“By transforming all proxy variables to the same unit of measure, life-cycle profits, we can make the multivariable trade-offs that lie at the heart of product development.”
This quote summarizes my last post on comparing the typical objectives – cycle time, development cost, product cost, etc. – in the same units (profit, aka dollars, technical term: skrilla).
Product developers are endlessly comparing these various objectives and considering trade-offs, so putting everything into an economic framework makes those comparisons easier.
One of the most critical things to quantify economically is the cost of delay. Don makes extensive use of the cost of delay throughout the book, which makes a lot of sense.
If you have no idea how much it will cost you to launch late, you will have little grounds for justifying expenses which expedite or facilitate the product development process.
So how do you calculate the cost of delay? You guessed it – there’s no single method that works for everyone.

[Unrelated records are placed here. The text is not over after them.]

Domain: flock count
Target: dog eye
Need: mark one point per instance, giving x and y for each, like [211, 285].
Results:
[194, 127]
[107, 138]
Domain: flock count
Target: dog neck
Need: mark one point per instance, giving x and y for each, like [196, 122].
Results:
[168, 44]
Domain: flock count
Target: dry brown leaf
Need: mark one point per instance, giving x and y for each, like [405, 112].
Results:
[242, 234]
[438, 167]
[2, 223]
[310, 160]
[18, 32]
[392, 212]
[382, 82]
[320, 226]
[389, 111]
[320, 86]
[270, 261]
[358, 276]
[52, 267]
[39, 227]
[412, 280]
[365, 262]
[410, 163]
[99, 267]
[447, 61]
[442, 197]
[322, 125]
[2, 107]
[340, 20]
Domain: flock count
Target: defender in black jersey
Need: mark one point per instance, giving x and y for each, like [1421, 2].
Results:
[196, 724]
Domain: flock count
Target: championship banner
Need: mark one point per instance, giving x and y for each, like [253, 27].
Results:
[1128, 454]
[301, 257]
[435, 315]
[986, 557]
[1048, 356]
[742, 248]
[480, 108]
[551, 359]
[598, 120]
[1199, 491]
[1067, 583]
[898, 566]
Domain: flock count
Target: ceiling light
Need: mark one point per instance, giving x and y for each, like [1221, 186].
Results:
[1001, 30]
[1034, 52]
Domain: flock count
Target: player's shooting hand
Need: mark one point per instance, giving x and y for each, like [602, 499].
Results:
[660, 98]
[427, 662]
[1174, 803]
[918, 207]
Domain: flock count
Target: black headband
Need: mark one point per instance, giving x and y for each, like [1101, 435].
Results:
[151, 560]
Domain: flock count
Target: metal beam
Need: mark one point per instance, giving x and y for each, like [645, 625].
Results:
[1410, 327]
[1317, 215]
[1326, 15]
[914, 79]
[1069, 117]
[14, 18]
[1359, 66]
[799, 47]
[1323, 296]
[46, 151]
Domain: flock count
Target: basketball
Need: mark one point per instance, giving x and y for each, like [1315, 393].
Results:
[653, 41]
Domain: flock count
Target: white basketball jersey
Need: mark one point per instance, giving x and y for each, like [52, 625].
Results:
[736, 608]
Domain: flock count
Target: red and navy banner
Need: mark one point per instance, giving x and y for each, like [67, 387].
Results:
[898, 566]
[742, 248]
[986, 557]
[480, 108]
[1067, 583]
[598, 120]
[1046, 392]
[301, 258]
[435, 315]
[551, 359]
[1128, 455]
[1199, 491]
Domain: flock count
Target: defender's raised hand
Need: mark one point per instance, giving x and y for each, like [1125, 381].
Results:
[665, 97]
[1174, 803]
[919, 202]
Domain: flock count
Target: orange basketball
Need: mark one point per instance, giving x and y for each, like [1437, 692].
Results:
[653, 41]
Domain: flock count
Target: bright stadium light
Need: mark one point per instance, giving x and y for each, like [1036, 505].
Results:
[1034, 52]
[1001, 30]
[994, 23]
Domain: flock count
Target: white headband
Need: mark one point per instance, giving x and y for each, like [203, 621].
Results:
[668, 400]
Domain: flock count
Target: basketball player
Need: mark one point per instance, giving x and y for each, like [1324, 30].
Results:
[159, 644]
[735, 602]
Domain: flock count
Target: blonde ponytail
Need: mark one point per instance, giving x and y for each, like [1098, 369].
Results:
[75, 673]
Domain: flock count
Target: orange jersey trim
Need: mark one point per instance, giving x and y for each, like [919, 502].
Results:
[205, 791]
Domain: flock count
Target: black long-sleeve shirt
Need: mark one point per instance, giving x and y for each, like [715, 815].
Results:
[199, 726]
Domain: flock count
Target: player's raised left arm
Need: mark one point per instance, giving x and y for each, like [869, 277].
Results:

Perhaps most important? Get Buy-in.
I would recommend getting the marketing and sales team together and spending an hour or so to establish a general methodology. The critical thing is to have people trust the process and the end result. The cost you come up with is not going to be exactly correct – and Don spends a number of pages acknowledging this – but that’s not the point. The point is to have a trusted, good-enough estimate for the cost of delaying the product X number of days, weeks, and months.
Armed with that estimate, you as a product developer have a much better chance of making good decisions (i.e. decisions driven by economic logic as opposed to gut feeling) regarding your development process.